As the COVID-19 pandemic took hold, businesses moved swiftly to support remote working with many employees operating from home but as restrictions eased, new ways of working have become commonplace.
Some staff are returning to the office, while others are adopting a hybrid form of working and dividing their time between the office and external locations. But this could still pose cybersecurity challenges for companies.
The extensive and unsecured use of mobile technologies – such as smartphones, laptops and tablets – is what is causing most concern among IT experts, who fear this is where the biggest security threat lies.
Cybersecurity expert Anurag Lal suggests that many workers picked up bad tech security habits during lockdown periods and these have continued as they return to their offices.
Digitisation of business was well under way before the pandemic, but its increased use in the last two years have brought new risks in terms of cybersecurity, administration, control and compliance.
Mr Lal explains: “The pandemic forced enterprises to realise that they had to equip their employees with the best devices and applications, along with making sure they were providing security for them.”
Technology tipping point
While the advent of the iPhone in 2007 was a tipping point in mobile technology, followed by 3G, 4G and now 5G, the pandemic has proved another major technology tipping point.
A study by NetSfere in conjunction with 451 Research found that 80% of employee respondents use their smartphones for business purposes on a daily basis and three out of four respondents said they use SMS daily.
It is important to understand that mobile first, messaging first productivity gains can only be realised with the right technology. Enterprises are learning that if the right business apps for mobile messaging aren’t accessible or effective, employees will turn to a fragmented landscape of productivity killing consumer apps that are not secure.
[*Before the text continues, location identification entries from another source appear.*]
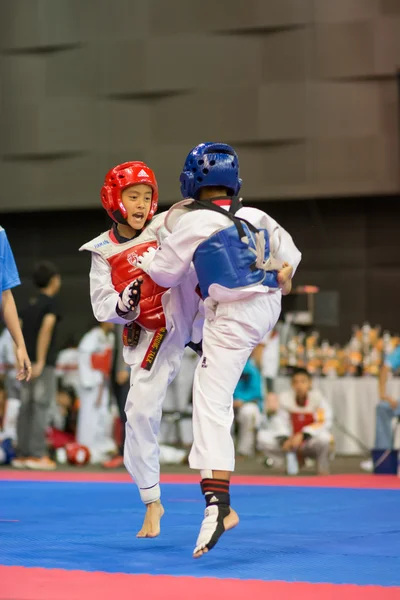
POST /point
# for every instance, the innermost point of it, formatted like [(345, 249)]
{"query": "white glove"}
[(129, 298), (145, 260)]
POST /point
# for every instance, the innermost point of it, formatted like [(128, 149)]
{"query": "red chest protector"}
[(124, 269)]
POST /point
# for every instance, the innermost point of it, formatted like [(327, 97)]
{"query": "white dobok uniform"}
[(236, 320), (95, 422), (113, 267)]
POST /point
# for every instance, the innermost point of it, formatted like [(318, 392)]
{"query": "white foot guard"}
[(212, 527)]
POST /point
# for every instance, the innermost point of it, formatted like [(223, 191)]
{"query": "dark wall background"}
[(348, 245), (304, 89)]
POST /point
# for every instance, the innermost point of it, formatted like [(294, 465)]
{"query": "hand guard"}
[(129, 298), (145, 260)]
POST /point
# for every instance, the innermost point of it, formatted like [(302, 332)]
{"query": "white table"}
[(353, 401)]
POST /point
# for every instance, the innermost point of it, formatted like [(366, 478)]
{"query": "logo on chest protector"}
[(132, 259)]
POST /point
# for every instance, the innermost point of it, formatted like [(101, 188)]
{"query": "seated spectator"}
[(301, 427), (95, 420), (386, 410), (62, 430), (12, 387), (247, 404)]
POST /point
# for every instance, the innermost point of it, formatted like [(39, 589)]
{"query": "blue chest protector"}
[(229, 256)]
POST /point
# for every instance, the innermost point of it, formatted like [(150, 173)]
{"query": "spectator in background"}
[(9, 279), (95, 422), (387, 408), (67, 365), (120, 383), (12, 387), (248, 407), (39, 324), (301, 428)]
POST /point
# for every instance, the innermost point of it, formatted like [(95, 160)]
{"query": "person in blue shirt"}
[(387, 408), (9, 279), (248, 407)]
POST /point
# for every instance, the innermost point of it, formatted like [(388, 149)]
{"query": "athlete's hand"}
[(129, 298), (285, 278), (145, 260), (24, 367)]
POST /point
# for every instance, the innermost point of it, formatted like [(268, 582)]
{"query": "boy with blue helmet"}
[(244, 263)]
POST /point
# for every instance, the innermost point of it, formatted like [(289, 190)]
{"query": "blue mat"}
[(287, 534)]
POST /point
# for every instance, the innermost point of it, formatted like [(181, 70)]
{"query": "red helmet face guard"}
[(121, 177)]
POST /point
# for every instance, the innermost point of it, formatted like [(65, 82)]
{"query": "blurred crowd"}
[(362, 355), (72, 410)]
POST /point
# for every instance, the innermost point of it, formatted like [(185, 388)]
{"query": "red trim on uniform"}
[(226, 202), (112, 236)]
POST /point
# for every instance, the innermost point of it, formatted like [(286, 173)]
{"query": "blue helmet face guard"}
[(210, 165)]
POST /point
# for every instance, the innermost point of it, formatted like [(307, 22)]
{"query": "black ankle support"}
[(216, 491)]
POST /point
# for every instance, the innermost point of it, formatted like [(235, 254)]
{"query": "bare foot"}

A lot of the time, the weakest link in a cybersecurity incident is the user who clicks on the phishing email.
Many business organisations understood the value of applications and devices, but the online behaviour and lax security of employees was not always factored in.
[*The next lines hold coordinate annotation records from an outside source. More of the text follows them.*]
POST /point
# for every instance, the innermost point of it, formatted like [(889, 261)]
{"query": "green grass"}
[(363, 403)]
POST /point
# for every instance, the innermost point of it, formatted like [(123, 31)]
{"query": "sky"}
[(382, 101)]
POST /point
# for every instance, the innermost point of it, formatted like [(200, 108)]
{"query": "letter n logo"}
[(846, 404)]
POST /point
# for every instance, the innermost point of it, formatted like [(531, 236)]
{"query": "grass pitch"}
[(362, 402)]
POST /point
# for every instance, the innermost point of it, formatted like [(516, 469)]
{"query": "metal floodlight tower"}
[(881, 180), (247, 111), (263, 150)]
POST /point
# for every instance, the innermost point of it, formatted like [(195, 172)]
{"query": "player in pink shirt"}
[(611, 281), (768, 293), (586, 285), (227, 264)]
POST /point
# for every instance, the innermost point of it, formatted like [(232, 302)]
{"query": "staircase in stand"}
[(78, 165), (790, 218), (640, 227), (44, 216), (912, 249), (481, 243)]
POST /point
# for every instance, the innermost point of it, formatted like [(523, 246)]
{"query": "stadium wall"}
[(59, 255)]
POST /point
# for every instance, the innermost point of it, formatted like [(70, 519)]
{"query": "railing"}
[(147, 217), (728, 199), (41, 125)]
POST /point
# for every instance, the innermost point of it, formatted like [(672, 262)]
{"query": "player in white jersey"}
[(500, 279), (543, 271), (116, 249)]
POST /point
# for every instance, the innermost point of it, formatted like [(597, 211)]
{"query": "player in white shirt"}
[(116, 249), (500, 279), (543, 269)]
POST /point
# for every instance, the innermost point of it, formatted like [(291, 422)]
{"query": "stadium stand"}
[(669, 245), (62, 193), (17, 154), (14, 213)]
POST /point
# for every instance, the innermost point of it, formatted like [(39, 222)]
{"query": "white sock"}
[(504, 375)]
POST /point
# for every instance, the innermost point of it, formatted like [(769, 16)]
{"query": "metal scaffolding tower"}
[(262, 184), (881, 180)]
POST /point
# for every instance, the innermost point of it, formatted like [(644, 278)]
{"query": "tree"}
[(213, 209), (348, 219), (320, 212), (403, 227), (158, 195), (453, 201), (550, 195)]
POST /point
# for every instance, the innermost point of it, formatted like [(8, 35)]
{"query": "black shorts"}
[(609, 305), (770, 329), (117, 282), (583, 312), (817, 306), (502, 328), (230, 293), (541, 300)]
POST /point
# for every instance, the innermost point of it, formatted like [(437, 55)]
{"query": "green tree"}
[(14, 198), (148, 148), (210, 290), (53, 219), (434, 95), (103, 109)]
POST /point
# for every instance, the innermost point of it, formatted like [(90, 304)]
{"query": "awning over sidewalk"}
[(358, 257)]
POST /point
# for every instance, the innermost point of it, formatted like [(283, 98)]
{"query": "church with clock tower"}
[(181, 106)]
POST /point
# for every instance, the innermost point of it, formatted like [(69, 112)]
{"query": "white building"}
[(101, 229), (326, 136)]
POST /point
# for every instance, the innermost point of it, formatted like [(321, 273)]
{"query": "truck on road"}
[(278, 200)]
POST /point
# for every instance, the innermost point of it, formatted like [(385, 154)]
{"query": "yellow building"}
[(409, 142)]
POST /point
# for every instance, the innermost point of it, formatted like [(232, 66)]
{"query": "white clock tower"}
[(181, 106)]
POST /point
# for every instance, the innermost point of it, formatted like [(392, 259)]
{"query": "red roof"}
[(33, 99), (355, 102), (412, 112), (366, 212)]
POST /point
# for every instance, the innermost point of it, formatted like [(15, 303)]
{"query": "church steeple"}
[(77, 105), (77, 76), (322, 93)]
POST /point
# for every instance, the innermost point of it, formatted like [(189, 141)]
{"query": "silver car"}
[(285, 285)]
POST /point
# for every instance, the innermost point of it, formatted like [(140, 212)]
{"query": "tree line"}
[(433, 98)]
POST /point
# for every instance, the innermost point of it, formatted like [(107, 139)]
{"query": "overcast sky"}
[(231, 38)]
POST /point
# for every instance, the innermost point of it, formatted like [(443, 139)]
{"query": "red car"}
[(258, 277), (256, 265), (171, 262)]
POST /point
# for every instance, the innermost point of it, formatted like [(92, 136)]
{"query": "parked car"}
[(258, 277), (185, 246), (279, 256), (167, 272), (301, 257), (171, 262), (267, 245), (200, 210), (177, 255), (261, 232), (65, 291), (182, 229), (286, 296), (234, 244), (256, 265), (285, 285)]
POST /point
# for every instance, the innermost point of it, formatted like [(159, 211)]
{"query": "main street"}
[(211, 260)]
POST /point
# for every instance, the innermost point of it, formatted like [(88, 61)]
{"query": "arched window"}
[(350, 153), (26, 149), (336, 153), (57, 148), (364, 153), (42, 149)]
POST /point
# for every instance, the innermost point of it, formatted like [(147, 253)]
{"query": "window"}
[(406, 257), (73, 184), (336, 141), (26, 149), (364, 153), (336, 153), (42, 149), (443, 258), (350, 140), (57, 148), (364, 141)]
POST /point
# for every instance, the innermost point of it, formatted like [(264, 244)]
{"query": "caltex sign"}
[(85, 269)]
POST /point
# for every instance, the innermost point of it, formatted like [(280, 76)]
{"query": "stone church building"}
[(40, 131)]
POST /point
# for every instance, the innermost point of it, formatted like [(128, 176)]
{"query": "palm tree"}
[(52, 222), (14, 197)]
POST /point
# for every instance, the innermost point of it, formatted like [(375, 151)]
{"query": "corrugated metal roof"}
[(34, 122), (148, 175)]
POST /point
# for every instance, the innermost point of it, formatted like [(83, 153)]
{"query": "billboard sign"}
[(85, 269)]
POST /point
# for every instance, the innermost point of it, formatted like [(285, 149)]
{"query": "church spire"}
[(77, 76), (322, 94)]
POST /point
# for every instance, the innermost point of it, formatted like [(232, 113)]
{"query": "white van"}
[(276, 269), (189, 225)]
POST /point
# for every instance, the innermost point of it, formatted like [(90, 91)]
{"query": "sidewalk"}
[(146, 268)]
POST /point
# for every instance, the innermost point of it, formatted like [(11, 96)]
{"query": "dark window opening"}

“A lot of the time, the weakest link in a cybersecurity incident is the user who clicks on the phishing email that comes through and opens up a window to the enterprise,” says Mr Lal, who is President and CEO of NetSfere, a global provider of next-generation end-to-end encrypted and compliant messaging and mobility solutions.
“Now, the enterprise has to make sure that devices and applications have strong security solutions in place as well as managing the habits and mentality of the end-users to ensure this end-to-end security.”
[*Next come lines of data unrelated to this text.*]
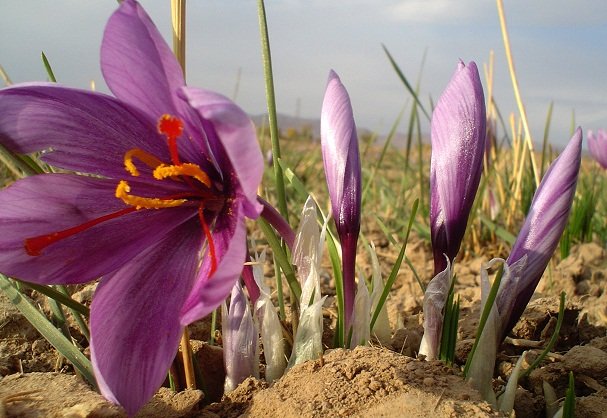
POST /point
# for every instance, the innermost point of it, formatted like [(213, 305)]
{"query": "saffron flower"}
[(597, 145), (307, 255), (342, 170), (168, 174), (541, 232), (458, 143), (532, 250)]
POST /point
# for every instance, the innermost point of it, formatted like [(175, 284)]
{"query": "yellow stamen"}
[(185, 169), (143, 156), (122, 192)]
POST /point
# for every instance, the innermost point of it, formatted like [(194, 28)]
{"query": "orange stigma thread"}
[(210, 242), (143, 156), (172, 128), (34, 246), (122, 192), (187, 169)]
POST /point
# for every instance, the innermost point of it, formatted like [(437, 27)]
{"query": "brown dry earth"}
[(380, 381)]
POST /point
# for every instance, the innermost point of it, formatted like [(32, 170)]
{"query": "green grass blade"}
[(387, 143), (58, 296), (545, 141), (553, 338), (405, 82), (271, 103), (396, 267), (280, 256), (569, 404), (48, 330), (49, 69), (340, 338), (484, 316), (497, 230)]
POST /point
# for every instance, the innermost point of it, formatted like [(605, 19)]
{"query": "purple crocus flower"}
[(597, 145), (541, 232), (168, 174), (342, 170), (458, 143)]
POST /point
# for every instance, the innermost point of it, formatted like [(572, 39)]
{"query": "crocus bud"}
[(307, 253), (597, 145), (458, 143), (541, 232), (342, 170), (240, 340)]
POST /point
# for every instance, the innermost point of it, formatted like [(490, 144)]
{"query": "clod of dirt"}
[(369, 382), (56, 395), (52, 395), (587, 360)]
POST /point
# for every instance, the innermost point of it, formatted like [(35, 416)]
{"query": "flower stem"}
[(271, 102), (178, 20), (188, 365)]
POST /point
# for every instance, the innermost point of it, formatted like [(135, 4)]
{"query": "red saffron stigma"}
[(172, 128), (34, 246), (207, 233)]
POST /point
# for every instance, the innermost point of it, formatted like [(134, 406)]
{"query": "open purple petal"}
[(541, 232), (50, 203), (232, 132), (209, 291), (458, 143), (76, 129), (134, 318)]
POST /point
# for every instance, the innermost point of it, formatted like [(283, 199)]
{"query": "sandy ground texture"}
[(385, 380)]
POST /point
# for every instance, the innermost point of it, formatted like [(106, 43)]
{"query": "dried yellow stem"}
[(517, 94)]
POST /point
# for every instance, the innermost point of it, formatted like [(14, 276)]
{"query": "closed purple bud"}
[(458, 144), (342, 170), (541, 232), (597, 145)]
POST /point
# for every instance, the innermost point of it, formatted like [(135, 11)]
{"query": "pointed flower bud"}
[(240, 340), (541, 232), (342, 170), (458, 143), (597, 145)]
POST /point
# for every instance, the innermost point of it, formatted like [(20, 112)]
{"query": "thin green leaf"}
[(569, 405), (48, 68), (48, 331), (484, 316), (280, 256), (396, 267), (339, 288), (271, 103), (58, 296), (405, 82), (497, 230)]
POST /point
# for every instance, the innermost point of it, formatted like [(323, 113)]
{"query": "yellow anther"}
[(185, 169), (122, 192), (143, 156)]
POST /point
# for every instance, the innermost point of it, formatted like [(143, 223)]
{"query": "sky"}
[(559, 47)]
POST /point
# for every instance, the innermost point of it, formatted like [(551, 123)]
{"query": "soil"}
[(382, 380)]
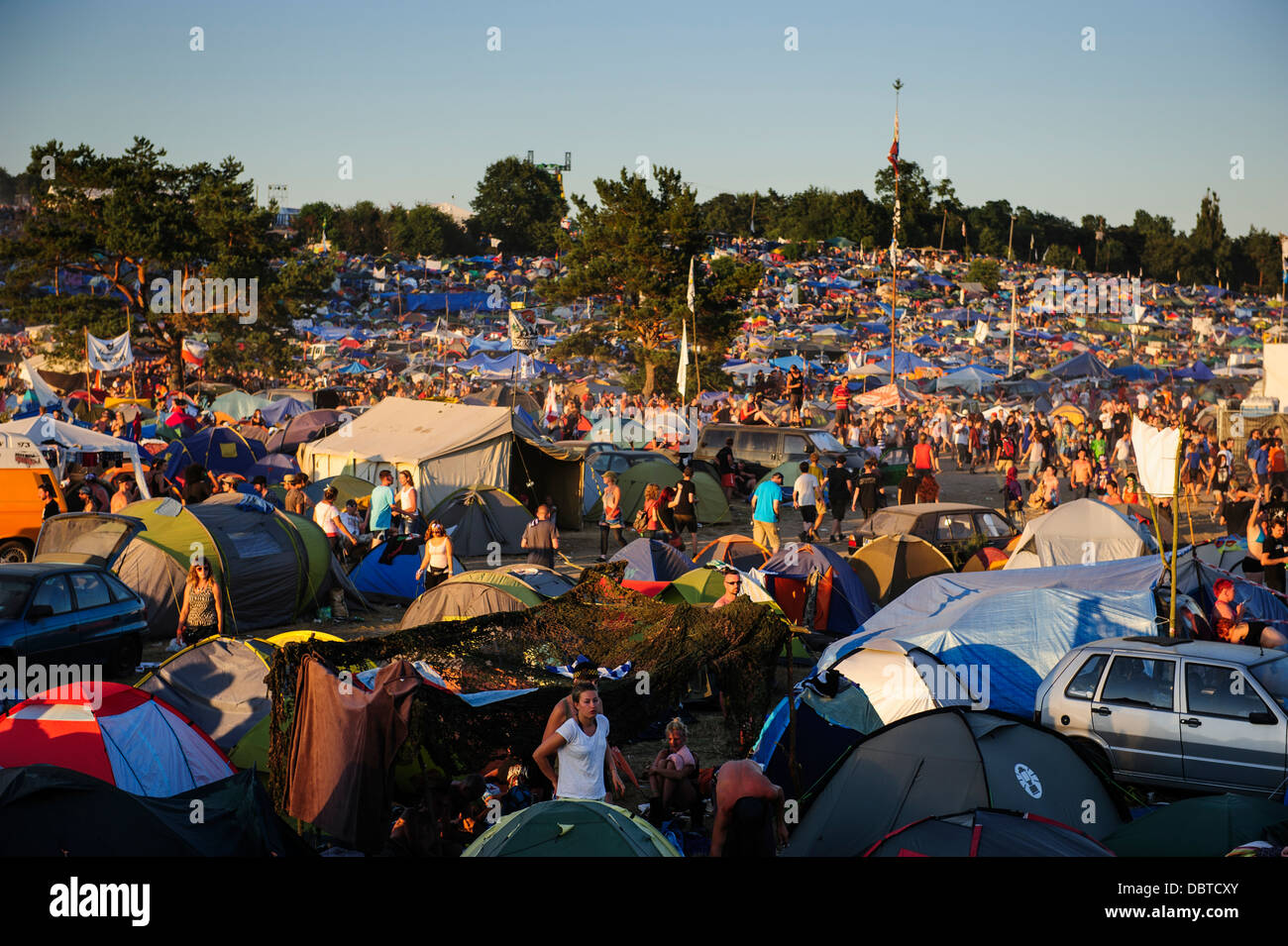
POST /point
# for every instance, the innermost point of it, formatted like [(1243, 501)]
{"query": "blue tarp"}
[(1016, 623)]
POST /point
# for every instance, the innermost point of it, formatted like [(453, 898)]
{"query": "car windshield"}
[(825, 442), (13, 594), (1273, 675)]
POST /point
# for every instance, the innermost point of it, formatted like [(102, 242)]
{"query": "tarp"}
[(1016, 626)]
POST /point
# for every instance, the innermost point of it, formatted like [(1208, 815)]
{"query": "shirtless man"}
[(748, 812)]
The implications of not having security in place can be costly financially and also risk loss of intellectual property.
“The pandemic saw a 30,000-fold increase in cybersecurity incidents, with an increase in phishing and ransomware attacks,” he says.
Secure mobile messaging
Criminals and hackers saw the vulnerability of remote end-users, with mobile messaging being the most popular means to end users to communicate.
“Enterprises understand if they do not address this issue and do not continue to reinforce a mentality and behaviour with end users, these cybersecurity threats will continue to escalate.”
Mr Lal explains that NetSfere provides security and message delivery capabilities, including global cloud-based service availability, device-to-device encryption, location-based features, administrative controls and full regulatory compliance.
“We are focused on delivering secure mobile messaging technology to mobile operators as well as the enterprise,” he says. “In the context of enterprise, we enable a very secure communication platform that is encrypted, controlled and orchestrated entirely by the enterprise so that the end users or employees get the benefit of this technology that allows them to be more productive, but they can do that in an entirely secure manner.”